Almost every economist would have counselled against cutting the GST, because consumption taxes (with offsets for low-income people) dampen spending, whereas personal- and business-tax reductions encourage saving and therefore investment. Report after report from the Organization for Economic Co-operation and Development has recommended this way of proceeding.

But Mr. Harper was after votes, not sound economic policy. He won the 2006 election and cut the GST, and that cut has become so politically sacrosanct that neither of the opposition parties in the recent election would touch it.

The NDP offered a tax cut and new spending, paid for, or so the party thought, by higher corporate taxes on big companies. The Liberals offered an even bigger tax cut for the “middle class,” coupled with big spending increases, paid for in part by higher taxes on people earning more than $200,000 through the creation of a new 33-per-cent tax bracket.

This new bracket, when combined with provincial taxes, will push marginal tax rates for upper-income earners to more than 50 per cent (in some cases well above 50 per cent) in six provinces with well more than half of the Canadian population.

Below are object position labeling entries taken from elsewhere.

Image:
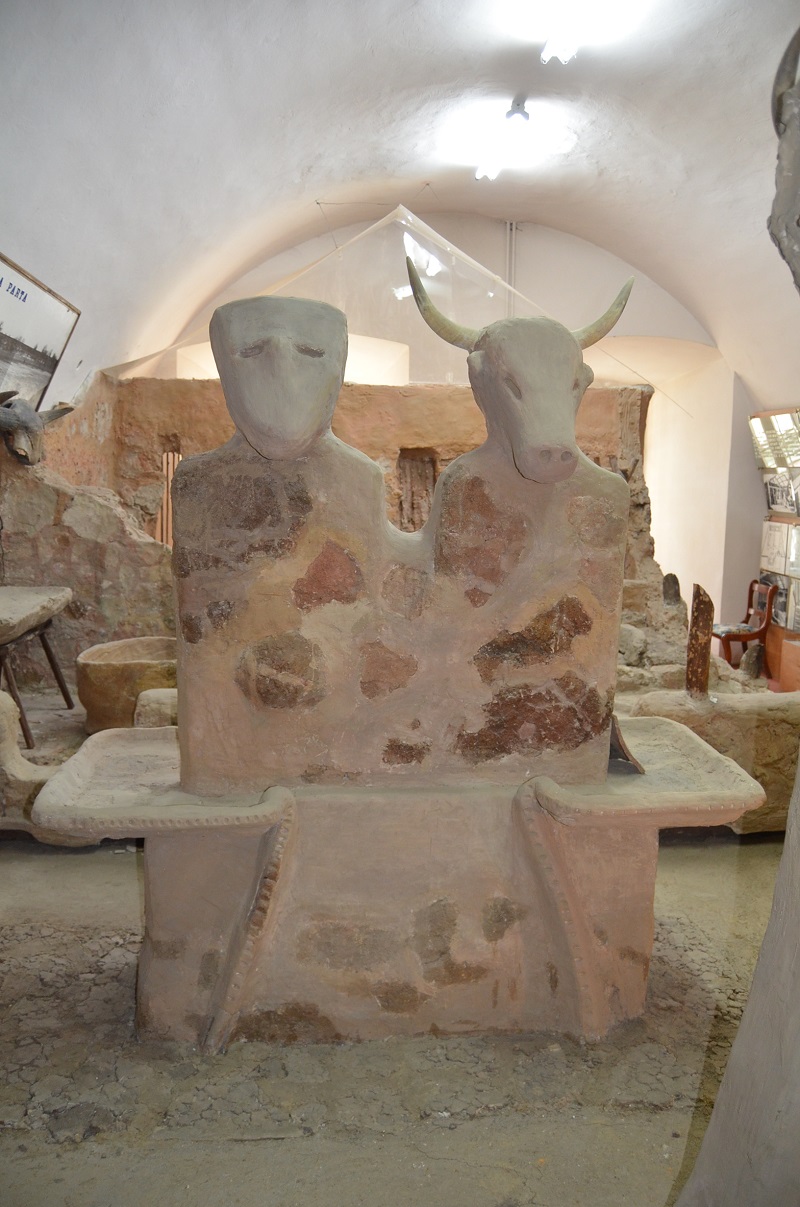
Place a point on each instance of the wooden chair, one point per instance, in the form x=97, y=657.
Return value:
x=757, y=621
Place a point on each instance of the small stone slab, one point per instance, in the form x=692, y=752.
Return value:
x=685, y=783
x=126, y=783
x=24, y=607
x=156, y=707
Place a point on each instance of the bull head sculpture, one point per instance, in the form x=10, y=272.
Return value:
x=527, y=377
x=22, y=427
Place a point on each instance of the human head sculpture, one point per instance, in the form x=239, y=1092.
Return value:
x=527, y=377
x=281, y=365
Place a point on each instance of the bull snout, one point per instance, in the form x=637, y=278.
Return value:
x=547, y=462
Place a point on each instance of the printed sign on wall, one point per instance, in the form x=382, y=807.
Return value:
x=35, y=326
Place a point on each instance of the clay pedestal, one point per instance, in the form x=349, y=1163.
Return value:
x=360, y=913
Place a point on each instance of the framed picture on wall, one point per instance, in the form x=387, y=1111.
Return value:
x=35, y=326
x=781, y=493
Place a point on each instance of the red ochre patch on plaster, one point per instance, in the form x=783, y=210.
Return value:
x=477, y=541
x=526, y=719
x=281, y=672
x=334, y=576
x=596, y=522
x=548, y=634
x=385, y=670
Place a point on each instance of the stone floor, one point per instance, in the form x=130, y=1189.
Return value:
x=92, y=1118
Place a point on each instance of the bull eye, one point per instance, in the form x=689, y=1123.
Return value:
x=252, y=349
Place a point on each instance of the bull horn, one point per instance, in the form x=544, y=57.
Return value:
x=58, y=412
x=784, y=79
x=461, y=337
x=600, y=327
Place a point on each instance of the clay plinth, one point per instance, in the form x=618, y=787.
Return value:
x=759, y=732
x=111, y=676
x=460, y=907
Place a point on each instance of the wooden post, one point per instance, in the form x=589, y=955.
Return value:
x=699, y=645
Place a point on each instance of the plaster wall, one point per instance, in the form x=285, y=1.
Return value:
x=687, y=466
x=746, y=508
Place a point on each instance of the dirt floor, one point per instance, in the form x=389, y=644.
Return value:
x=92, y=1118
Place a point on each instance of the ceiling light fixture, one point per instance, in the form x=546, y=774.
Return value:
x=520, y=140
x=565, y=25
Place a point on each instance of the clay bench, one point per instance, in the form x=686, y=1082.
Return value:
x=28, y=612
x=457, y=907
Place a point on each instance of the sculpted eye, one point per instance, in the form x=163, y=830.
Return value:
x=252, y=349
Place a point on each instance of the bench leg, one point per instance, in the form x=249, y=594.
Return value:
x=57, y=670
x=5, y=665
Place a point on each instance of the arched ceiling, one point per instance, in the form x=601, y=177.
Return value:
x=156, y=151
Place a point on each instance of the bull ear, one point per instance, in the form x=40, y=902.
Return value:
x=600, y=327
x=10, y=417
x=58, y=412
x=451, y=332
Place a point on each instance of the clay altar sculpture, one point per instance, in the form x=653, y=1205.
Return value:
x=395, y=810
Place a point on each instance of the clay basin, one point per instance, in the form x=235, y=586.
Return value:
x=111, y=676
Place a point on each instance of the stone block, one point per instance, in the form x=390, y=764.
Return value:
x=156, y=706
x=111, y=676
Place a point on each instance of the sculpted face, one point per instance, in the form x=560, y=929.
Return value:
x=281, y=366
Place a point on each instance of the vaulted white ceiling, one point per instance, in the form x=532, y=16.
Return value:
x=155, y=151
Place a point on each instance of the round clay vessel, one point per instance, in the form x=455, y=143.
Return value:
x=111, y=676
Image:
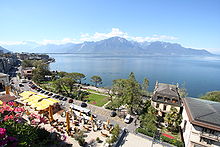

The change is supposed to bring an additional $3-billion to the federal treasury – money central to the Liberal fiscal plan, which calls for deficits in the first three years followed in year four by a balanced budget. This new tax, if it achieves its revenue-raising objective, will bring in half as much as a one-point increase from the GST.

The new government will make its tax changes quickly, but it will be probably three or four years before a serious analysis can be offered about the impact of the 50-per-cent-plus marginal tax rate for upper-income earners.

What can be predicted, because it has already started, is a boom time for accountants, tax lawyers and financial planners as clients, from family doctors to business executives, rush to seek advice on arranging their affairs to avoid or minimize the impact of the high rates.

The Liberals are convinced that most of these efforts will fail. Human ingenuity being what it is, and the tax code being as complicated as it is, we can only wait to see whether ingenuity defeats the government’s intentions.

We will also find out what impact such a high marginal rate has on mobility (a brain drain?) and on work incentives for those whose incomes hover around $200,000; more work for more income might be a declining incentive once the new tax bracket is reached.

The Liberals, had they been willing, could have proposed raising the GST back to 7 per cent, and had plenty of money to pay for their middle-class tax cut, offsets for low-income earners and spending in whatever configuration they chose.

Economists would have cheered, but not likely the voters. Instead, the Liberals targeted upper-income earners, while the NDP aimed at big corporations, both politically easier targets than consumers.

So there is no chance any time soon that the government will reverse the very bad Conservative government GST decision, which appears now to be carved in political stone. Nor does it appear likely that the Liberals will unwind the multiplicity of little tax credits the Tories littered throughout the tax system in the ceaseless search for votes from targeted groups.

However, maybe in a year or two when the Liberals’ campaign promises have been fulfilled, they might consider what is sorely needed: a group outside government examining the Canadian tax system that is now shot full with distortions. The group’s aim should be fourfold: simplification, fairness, economic competitiveness and growth.

It has been a long time since such an examination was done, and one is needed now.